Using this data, the paper also explained how the spread of drug resistance followed evolutionary principles. Artemisinin-resistant parasites survive longer during treatment, which increases their chances of being transmitted to mosquitoes and then to new people. Once these resistant strains start to dominate in the environment, the effects become harder to reverse, as seen before with chloroquine.

Importantly, while a dataset of this size allowed the researchers to spot clear trends in how artemisinin-resistance mutations were spreading, it also revealed important gaps and biases. The COVID-19 pandemic and the subsequent reduction in malaria funding caused the number of malaria samples to drop sharply after 2019. Notably, there were no Southeast Asian samples after 2019, even though this region has historically been the epicentre of resistance. And in samples from Africa and Southeast Asia, some countries and years were far better represented than others.

Further, because different laboratories used different genetic testing methods, some of which are less sensitive, certain rare mutations could have been missed. These limitations mean that while the dataset is large enough to reveal meaningful patterns, the findings need to be interpreted with caution.

An Artemisia annua crop in West Virginia, the USA, in 2005.

An Artemisia annua crop in West Virginia, the USA, in 2005.
| Photo Credit:
Jorge Ferreira

A critical period

That said, based on their findings, the researchers have outlined several urgent priorities for the future. They include improving genetic surveillance across Africa, rapidly sharing data, monitoring for resistance to partner drugs, and preparing for changes in treatment policy if certain mutations become more common. The team also called for more investment in malaria control, since strong surveillance and timely interventions depend on sustained funding.

The paper adds its voice to a growing consensus in the malaria research community that Africa is entering a critical period where decisive action could still prevent the kind of large-scale resistance crisis previously seen in Southeast Asia. Earlier this year, in a Science Advances article, another research group also warned that the early patterns now appearing across East Africa closely mirror the rise of artemisinin resistance in Southeast Asia more than a decade ago. And they have argued that without timely intervention, particularly introducing more diverse classes of drugs into the treatment regimen, these resistant strains could spread and threaten the effectiveness of artemisinin-based therapies — the world’s current anti-malaria backbone.

The collective consensus? There is a need for urgent coordinated action. That is, countries need to diversify drug use, improve surveillance, and be able to change treatment strategies in an agile way. Otherwise the crisis of resistance could become unmanageable.

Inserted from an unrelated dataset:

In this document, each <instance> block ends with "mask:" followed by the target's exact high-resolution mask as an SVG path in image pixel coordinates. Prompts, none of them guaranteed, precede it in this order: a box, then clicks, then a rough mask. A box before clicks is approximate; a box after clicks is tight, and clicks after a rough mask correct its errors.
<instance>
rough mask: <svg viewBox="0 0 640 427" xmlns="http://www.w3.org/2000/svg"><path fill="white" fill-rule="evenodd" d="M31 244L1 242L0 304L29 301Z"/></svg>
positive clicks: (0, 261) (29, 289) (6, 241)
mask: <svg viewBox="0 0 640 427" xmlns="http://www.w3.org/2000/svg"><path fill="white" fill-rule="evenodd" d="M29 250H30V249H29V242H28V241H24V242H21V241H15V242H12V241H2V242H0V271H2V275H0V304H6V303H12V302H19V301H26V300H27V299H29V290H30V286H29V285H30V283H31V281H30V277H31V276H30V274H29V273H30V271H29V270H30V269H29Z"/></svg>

The story of artemisinin’s discovery is the stuff of legend: a piece of ancient wisdom that rescued the world from the chloroquine crisis. But if that story teaches us anything, it is how quickly complacency can erode progress. Today, the world stands at a similar crossroads with artemisinin, and this time it would be foolish to hope for another miracle and not act.

Arun Panchapakesan is an assistant professor at the Y.R. Gaitonde Centre for AIDS Research and Education, Chennai.